ListCreateAPI extends ListAPI with capability to create new objects with data from resource representation provided in POST request body.

It expects from you to implement same handlers as for ListAPI and also new .create(self, params, meta, validated, **kwargs) method handler that creates single object (e.g. in some storage). Created object may or may not be returned in response ‘content’ section (this is optional)

create() accepts following arguments:

  • params (dict): dictionary of parsed parameters accordingly to definitions provided as resource class atributes.
  • meta (dict): dictionary of meta parameters anything added to this dict will will be later included in response ‘meta’ section. This can already prepopulated by method that calls this handler.
  • validated (dict): dictionary of internal object fields values after converting from representation with full validation performed accordingly to definition contained within serializer instance.
  • kwargs (dict): dictionary of values retrieved from route url template by falcon. This is suggested way for providing resource identifiers.

If create() will return any value it should have same form as return value of retrieve() because it will be again translated into representation with serializer.

Example usage:

db = SomeDBInterface()
api = application = falcon.API()

class FooListResource(ListAPIResource):
    serializer = RawSerializer()

    def list(self, params, meta, **kwargs):
        return db.Foo.all(id=foo_id)

    def create(self, params, meta, validated, **kwargs):
        return db.Foo.create(**validated)

# note that in most cases there is no need do define
# variables in url template for list type of resources
api.add_route('foo/', FooListResource())

Paginated generic resources

PaginatedListAPI and PaginatedListCreateAPI are versions of respecrively ListAPI and ListAPI classes that supply with simple pagination build with following parameters:

  • page_size: size of a single response page
  • page: page count

They also will ‘meta’ section with following information on GET requests:

  • page_size
  • page
  • next - url query string for next page (only if meta['is_more'] exists and is True)
  • prev - url query string for previous page (None if first page)

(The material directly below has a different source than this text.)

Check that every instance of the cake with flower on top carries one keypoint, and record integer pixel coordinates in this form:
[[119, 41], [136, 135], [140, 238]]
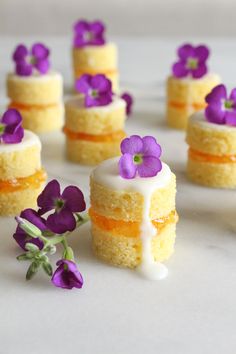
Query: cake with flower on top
[[94, 121], [35, 90], [188, 85], [211, 136], [91, 53], [21, 175], [132, 210]]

Paginated variations of generic list resource do not assume anything about your resources so actual pagination must still be implemented inside of list() handlers. Anyway this class allows you to manage params and meta for pagination in consistent way across all of your resources if you only decide to use it:

db = SomeDBInterface()
api = application = falcon.API()

class FooPaginatedResource(PaginatedListAPI):
    serializer = RawSerializer()

    def list(self, params, meta, **kwargs):
        query = db.Foo.all(id=foo_id).offset(
            params['page'] * params['page_size']
        ).limit(
            params['page_size']
        )

        # use meta['has_more'] to find out if there are
        # any pages behind this one
        if db.Foo.count() > (params['page'] + 1) * params['page_size']:
            meta['has_more'] = True

        return query

api.add_route('foo/', FooPaginatedtResource())

Note

If you don’t like anything about this opinionated meta section that paginated generic resources provide, you can always override it with own add_pagination_meta(params, meta) method handler.

Generic resources without serialization

If you don’t like how serializers work there are also two very basic generic resources that does not rely on serializers: Resource and ListResource. They can be extended with mixins found in graceful.resources.mixins module and provide same method handlers like generic resources that utilize serializers (list(), retrieve(), update() etc.) but do not perform anything more beyond content-type level serialization.